I'm working on a database that needs to represent computers and their users. Each computer can have multiple users and each user can be associated with multiple computers, so it's a classic many-to-many relationship. However, there also needs to be a concept of a "primary" user. I have to be able to join against the primary user to list all computers with their primary users. I'm not sure what the best way structure this in the database:
1) As I'm currently doing: linking table with a boolean IsPrimary column. Joining requires something like ON (c.computer_id = l.computer_id AND l.is_primary = 1). It works, but it feels wrong because it's not easy to constrain the data to only have one primary user per computer.
2) A field on the computer table that points directly at a user row, all rows in the user table represent non-primary users. This represents the one-primary-per-computer constraint better, but makes getting a list of computer-users harder.
3) A field on the computer table linking to a row in the linking table. Feels strange...
4) Something else?
What is the 'relational' way to describe this relationship?
EDIT: @Mark Brackett: The third option seems a lot less strange to me now that you've shown how nice it can look. For some reason I didn't even think of using a compound foreign key, so I was thinking I'd have to add an identity column on the linking table to make it work. Looks great, thanks!
@j04t: Cool, I'm glad we agree on #3 now.
Option 3, though it may feel strange, is the closest to what you want to model. You'd do something like:
User {
UserId
PRIMARY KEY (UserId)
}
Computer {
ComputerId, PrimaryUserId
PRIMARY KEY (UserId)
FOREIGN KEY (ComputerId, PrimaryUserId)
REFERENCES Computer_User (ComputerId, UserId)
}
Computer_User {
ComputerId, UserId
PRIMARY KEY (ComputerId, UserId)
FOREIGN KEY (ComputerId)
REFERENCES Computer (ComputerId)
FOREIGN KEY (UserId)
REFERENCES User (UserId)
}
Which gives you 0 or 1 primary user (the PrimaryUserId can be nullable if you want), that must be in Computer_User. Edit: If a user can only be primary for 1 computer, then a UNIQUE CONSTRAINT on Computer.PrimaryUserId will enforce that. Note that there is no requirement that all users be a primary on some computer (that would be a 1:1 relationship, and would call for them to be in the same table).
Edit: Some queries to show you the simplicity of this design
--All users of a computer
SELECT User.*
FROM User
JOIN Computer_User ON
User.UserId = Computer_User.UserId
WHERE
Computer_User.ComputerId = @computerId
--Primary user of a computer
SELECT User.*
FROM User
JOIN Computer ON
User.UserId = Computer.PrimaryUserId
WHERE
Computer.ComputerId = @computerId
--All computers a user has access to
SELECT Computer.*
FROM Computer
JOIN Computer_User ON
Computer.ComputerId = Computer_User.ComputerId
WHERE
Computer_User.UserId = @userId
--Primary computer for a user
SELECT Computer.*
FROM Computer
WHERE
PrimaryUserId = @userId
Edit -- I didn't think properly about it the first 3 times through... I vote for -- (Number 3 solution)
Users
user id (pk)
Computers
computer id (pk)
primary user id (fk -> computer users id)
Computer Users
user id (pk) (fk -> user id)
computer id (pk) (fk -> user id)
This is the best solution I can think of.
Why I like this design.
1) Since this is a relationship involving computers and users I like the idea of being able to associate a user to multiple computers as the primary user. This may not ever occur where this database is being used though.

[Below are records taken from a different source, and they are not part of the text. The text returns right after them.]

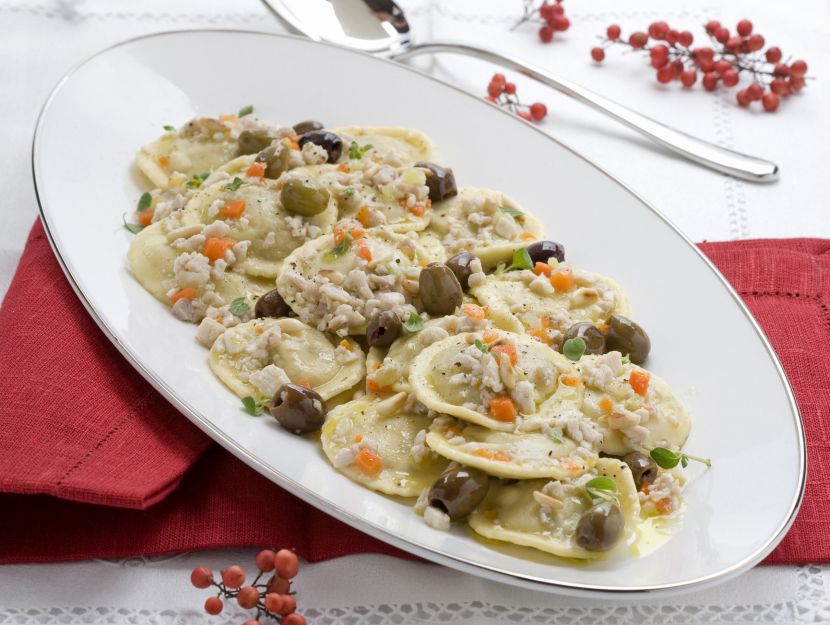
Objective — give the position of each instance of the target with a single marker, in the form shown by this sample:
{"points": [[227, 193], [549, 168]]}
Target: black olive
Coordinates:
{"points": [[460, 266], [329, 141], [271, 304], [298, 409], [643, 468], [542, 251], [600, 527], [588, 332], [440, 180], [439, 289], [307, 126], [383, 329], [625, 336], [459, 491]]}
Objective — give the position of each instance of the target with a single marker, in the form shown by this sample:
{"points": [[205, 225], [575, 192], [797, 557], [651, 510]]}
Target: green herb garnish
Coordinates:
{"points": [[233, 185], [668, 459], [574, 348], [414, 323], [357, 152]]}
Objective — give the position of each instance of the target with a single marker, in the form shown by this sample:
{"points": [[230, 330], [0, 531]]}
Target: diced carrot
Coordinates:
{"points": [[256, 170], [503, 409], [145, 218], [233, 209], [186, 293], [638, 379], [476, 312], [364, 216], [542, 268], [508, 349], [368, 462], [562, 280], [215, 248]]}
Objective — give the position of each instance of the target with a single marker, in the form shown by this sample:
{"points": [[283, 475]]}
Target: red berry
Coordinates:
{"points": [[538, 111], [201, 577], [755, 43], [213, 605], [710, 81], [798, 68], [770, 102], [273, 602], [287, 564], [248, 597], [743, 98], [755, 91], [233, 576], [638, 40], [265, 560], [685, 38], [773, 54]]}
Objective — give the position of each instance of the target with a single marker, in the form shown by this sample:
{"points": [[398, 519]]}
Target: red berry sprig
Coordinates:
{"points": [[272, 599], [551, 16], [722, 63], [503, 93]]}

2) The reason I don't like having the primary_user on the link table
(computer_users.primary_user_id fk-> users.user_id)
is to prevent a computer from ever having multiple primary users.
Given those reasons Number 3 solution looks better since you will never run into some possible problems I see with the other approaches.
Solution 1 problem - Possible to have multiple primary users per computer.
Solution 2 problem - Computer links to a primary user when the computer and user aren't link to each other.
computer.primaryUser = user.user_id
computer_users.user_id != user.user_id
Solution 3 problem - It does seem kind of odd doesn't it? Other than that I can't think of anything.
Solution 4 problem - I can't think of any other way of doing it.
This is the 4th edit so I hope it makes sense still.